Raymond shrugged. ‘Did I say that? I don’t remember: I probably wasn’t attending to you very closely. To all intents and purposes, I didn’t see my uncle, since I know nothing of what his business may have been with my father, which is what you want to find out, isn’t it?’

‘I can’t be satisfied with that answer, Mr Penhallow.’

‘Then perhaps you’ll be satisfied with this instead!’ Raymond retorted. ‘You’re chasing a red herring! My father’s dealings with my uncle were entirely trivial, and can have nothing whatsoever to do with this case!’

As this brief interchange took place in the morning room, with the door communicating with the Yellow drawing-room, where Eugene was reclining upon a sofa, standing ajar, it was not surprising that by tea-time the news that Raymond, for reasons best known to himself, had been giving false information to the police should have spread round the family. Curiosity of the most morbid nature was immediately roused, and when a hired car presently brought both Phineas and Delia to Trevellin, it was generally felt that there was more Charmian’s theory than had at first been supposed. To Faith, it appeared so fantastic that the Otterys should be caught up in the meshes of the appalling net which she had woven that she could almost have believed herself to be struggling in the toils of a nightmare.

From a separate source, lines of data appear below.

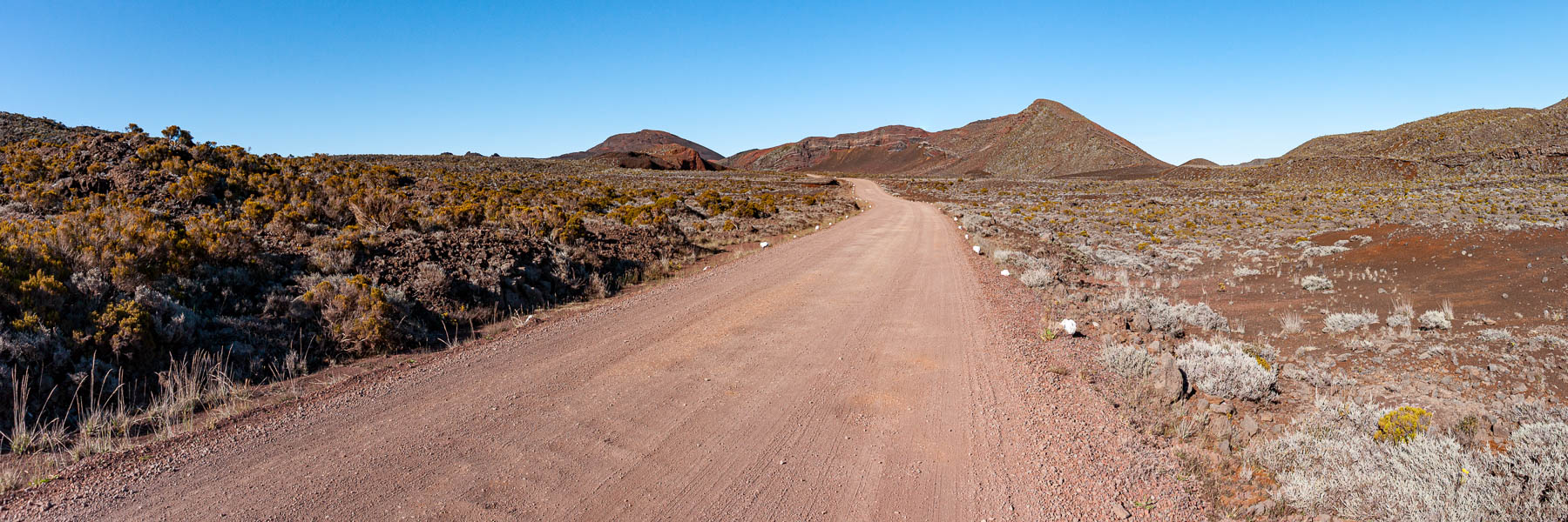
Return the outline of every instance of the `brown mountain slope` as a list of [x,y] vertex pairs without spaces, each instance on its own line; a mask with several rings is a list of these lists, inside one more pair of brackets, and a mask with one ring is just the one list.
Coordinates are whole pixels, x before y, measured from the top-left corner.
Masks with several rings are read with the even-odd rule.
[[591,158],[591,157],[596,157],[596,155],[601,155],[601,154],[605,154],[605,152],[652,152],[654,147],[666,146],[666,144],[677,144],[677,146],[696,150],[696,154],[699,157],[702,157],[704,160],[709,160],[709,161],[718,161],[718,160],[724,158],[723,154],[713,152],[712,149],[704,147],[701,144],[696,144],[696,143],[693,143],[690,140],[676,136],[676,135],[663,132],[663,130],[648,130],[648,129],[644,129],[644,130],[638,130],[638,132],[629,132],[629,133],[621,133],[621,135],[610,136],[604,143],[593,146],[593,149],[588,149],[588,150],[583,150],[583,152],[563,154],[563,155],[554,157],[552,160],[582,160],[582,158]]
[[1312,138],[1236,166],[1192,161],[1173,179],[1399,180],[1455,172],[1568,172],[1568,99],[1548,108],[1463,110],[1388,130]]
[[1543,110],[1465,110],[1388,130],[1314,138],[1283,158],[1378,157],[1441,161],[1496,150],[1541,152],[1568,147],[1568,100]]
[[602,152],[591,160],[615,165],[624,169],[651,171],[723,171],[724,166],[704,160],[691,147],[677,144],[662,144],[644,152]]
[[66,127],[49,118],[0,111],[0,144],[38,138],[44,143],[71,143],[78,133],[102,132],[93,127]]
[[958,129],[889,125],[746,150],[724,161],[759,171],[873,176],[1057,177],[1134,166],[1168,166],[1066,105],[1035,100],[1024,111]]

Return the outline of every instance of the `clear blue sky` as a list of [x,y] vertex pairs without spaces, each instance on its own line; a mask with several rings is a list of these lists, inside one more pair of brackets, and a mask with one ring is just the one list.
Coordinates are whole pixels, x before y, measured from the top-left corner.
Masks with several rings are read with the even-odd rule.
[[0,110],[256,152],[720,154],[1055,99],[1167,161],[1568,97],[1568,2],[5,2]]

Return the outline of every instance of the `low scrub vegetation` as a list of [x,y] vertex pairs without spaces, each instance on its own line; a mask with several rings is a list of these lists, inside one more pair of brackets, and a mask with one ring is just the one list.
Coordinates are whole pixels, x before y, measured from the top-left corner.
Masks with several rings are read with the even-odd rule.
[[781,174],[256,155],[179,127],[9,143],[0,382],[25,386],[0,403],[25,428],[6,434],[30,450],[38,426],[96,430],[86,390],[199,411],[226,386],[210,376],[436,346],[853,208]]
[[1273,395],[1272,348],[1215,337],[1176,346],[1176,361],[1193,387],[1223,398],[1259,401]]
[[1472,450],[1427,430],[1427,411],[1319,401],[1294,430],[1251,450],[1279,495],[1358,520],[1563,520],[1568,425],[1526,423],[1508,450]]

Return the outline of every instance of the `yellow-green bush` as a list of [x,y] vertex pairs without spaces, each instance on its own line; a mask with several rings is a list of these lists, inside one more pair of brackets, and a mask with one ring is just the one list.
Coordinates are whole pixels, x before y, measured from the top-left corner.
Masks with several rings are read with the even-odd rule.
[[397,312],[365,276],[325,279],[299,299],[321,314],[328,332],[351,353],[384,351],[395,342]]
[[1400,406],[1377,420],[1377,433],[1372,437],[1383,442],[1406,444],[1425,433],[1428,425],[1432,425],[1432,414],[1425,409]]

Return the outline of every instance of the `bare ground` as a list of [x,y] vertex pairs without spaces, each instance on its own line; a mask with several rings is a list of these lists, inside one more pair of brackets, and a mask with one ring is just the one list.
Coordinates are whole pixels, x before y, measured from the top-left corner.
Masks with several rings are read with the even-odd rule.
[[[856,219],[215,430],[0,519],[1203,519],[950,218]],[[1060,353],[1057,356],[1055,353]]]

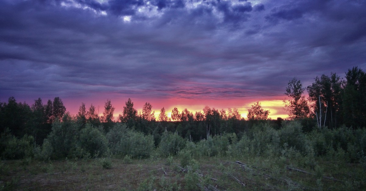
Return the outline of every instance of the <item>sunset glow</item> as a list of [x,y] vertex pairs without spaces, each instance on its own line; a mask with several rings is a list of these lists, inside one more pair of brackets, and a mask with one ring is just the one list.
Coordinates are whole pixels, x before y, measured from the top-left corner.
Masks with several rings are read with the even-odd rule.
[[362,1],[0,1],[1,102],[59,97],[100,115],[110,99],[116,119],[129,98],[156,116],[208,106],[246,118],[259,102],[284,118],[294,77],[306,88],[366,68]]

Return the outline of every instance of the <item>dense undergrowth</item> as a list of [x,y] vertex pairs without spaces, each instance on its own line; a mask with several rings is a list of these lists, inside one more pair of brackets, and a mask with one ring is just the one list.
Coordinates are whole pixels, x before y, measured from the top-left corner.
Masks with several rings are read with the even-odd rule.
[[[250,190],[366,188],[364,129],[325,127],[304,133],[296,121],[284,123],[279,129],[264,123],[239,135],[208,135],[193,142],[169,131],[157,139],[121,123],[105,133],[102,128],[90,124],[81,127],[71,119],[66,119],[53,123],[42,146],[35,145],[31,136],[18,138],[7,131],[1,134],[1,158],[18,159],[15,161],[19,162],[14,163],[20,163],[12,165],[11,161],[1,162],[1,189],[22,187],[17,178],[10,178],[12,168],[22,166],[25,170],[38,165],[38,169],[43,170],[34,173],[36,174],[65,171],[55,169],[57,163],[71,165],[66,168],[77,169],[72,171],[73,176],[98,168],[113,171],[136,165],[142,165],[141,169],[163,169],[164,173],[158,176],[148,173],[135,177],[138,180],[134,182],[135,187],[130,188],[141,190],[194,190],[213,185],[219,190],[234,190],[243,186]],[[159,142],[155,142],[156,140]],[[246,165],[239,167],[235,163],[236,161]],[[150,163],[155,164],[149,166]],[[123,165],[126,167],[121,167]],[[157,168],[161,165],[165,167]],[[238,171],[238,168],[243,169]],[[164,169],[170,173],[165,174]],[[139,172],[129,170],[131,174]],[[251,186],[241,185],[239,179]],[[118,185],[118,189],[127,186]]]

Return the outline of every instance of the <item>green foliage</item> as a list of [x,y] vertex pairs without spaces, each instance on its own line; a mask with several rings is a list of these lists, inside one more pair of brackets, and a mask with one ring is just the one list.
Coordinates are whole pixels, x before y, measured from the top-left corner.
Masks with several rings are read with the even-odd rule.
[[291,122],[284,125],[279,132],[280,145],[287,143],[289,147],[294,147],[305,154],[308,143],[302,129],[300,123],[297,122]]
[[166,165],[168,166],[170,166],[173,164],[173,162],[174,161],[174,158],[173,156],[171,155],[169,155],[169,156],[167,158],[167,163]]
[[184,190],[201,190],[198,186],[199,183],[199,176],[194,169],[188,167],[188,172],[184,176]]
[[185,168],[191,163],[192,156],[189,151],[186,149],[181,150],[178,155],[180,158],[180,165],[182,167]]
[[156,178],[153,176],[150,178],[144,180],[139,185],[138,191],[146,191],[146,190],[154,190],[154,182]]
[[34,142],[31,136],[25,135],[19,139],[7,129],[0,137],[1,157],[5,159],[19,159],[33,156]]
[[101,161],[103,168],[109,169],[112,168],[112,161],[110,158],[104,158]]
[[168,131],[163,133],[158,148],[161,156],[176,155],[186,146],[186,141],[182,137]]
[[132,158],[150,157],[154,150],[152,135],[127,130],[124,125],[115,126],[107,134],[112,153],[121,157],[128,155]]
[[79,146],[91,156],[103,155],[107,151],[108,141],[100,130],[87,123],[80,131]]
[[49,160],[53,152],[53,148],[47,139],[45,139],[41,147],[37,146],[34,149],[34,158],[42,161]]
[[[278,150],[280,147],[279,132],[268,124],[256,126],[251,141],[250,151],[257,156],[262,154],[269,148]],[[270,146],[269,147],[269,146]]]
[[132,159],[131,158],[131,156],[128,154],[126,154],[123,157],[122,162],[123,163],[123,164],[129,164],[132,162]]
[[52,131],[47,137],[53,149],[52,158],[67,156],[76,145],[79,129],[77,123],[68,114],[64,116],[62,122],[56,119],[52,125]]

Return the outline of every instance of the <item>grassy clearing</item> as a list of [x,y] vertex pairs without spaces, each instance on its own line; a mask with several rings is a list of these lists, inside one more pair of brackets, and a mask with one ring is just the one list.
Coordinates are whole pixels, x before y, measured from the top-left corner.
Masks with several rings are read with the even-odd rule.
[[[3,190],[242,190],[366,189],[364,167],[319,158],[314,169],[294,161],[263,157],[203,157],[180,167],[180,157],[167,158],[66,159],[1,162]],[[236,163],[239,161],[242,164]],[[182,168],[181,168],[182,167]],[[306,173],[290,169],[304,171]],[[209,190],[207,190],[209,189]]]

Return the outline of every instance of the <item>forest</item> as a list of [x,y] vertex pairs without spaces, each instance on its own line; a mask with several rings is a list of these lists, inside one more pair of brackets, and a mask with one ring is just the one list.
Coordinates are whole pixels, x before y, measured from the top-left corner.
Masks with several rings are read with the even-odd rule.
[[[115,119],[109,99],[100,116],[92,104],[71,115],[59,97],[31,106],[11,97],[0,102],[0,189],[366,189],[365,72],[323,75],[305,87],[294,78],[284,89],[289,116],[276,119],[259,102],[247,119],[236,108],[208,106],[195,113],[175,108],[170,117],[163,108],[156,118],[150,103],[138,112],[129,98]],[[116,183],[121,169],[141,176]],[[55,186],[17,173],[98,175],[79,180],[82,185],[47,187]]]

Ostensibly, the Otterys had come to offer their condolences to the bereaved family, but although the scared look on Delia’s face, and the horror and dismay to be detected in Phineas’s manner, might ordinarily have been considered to be the natural results of hearing of an old friend’s murder, they were taken, under existing circumstances, to denote a personal concern in the affair, as intriguing as it was incomprehensible.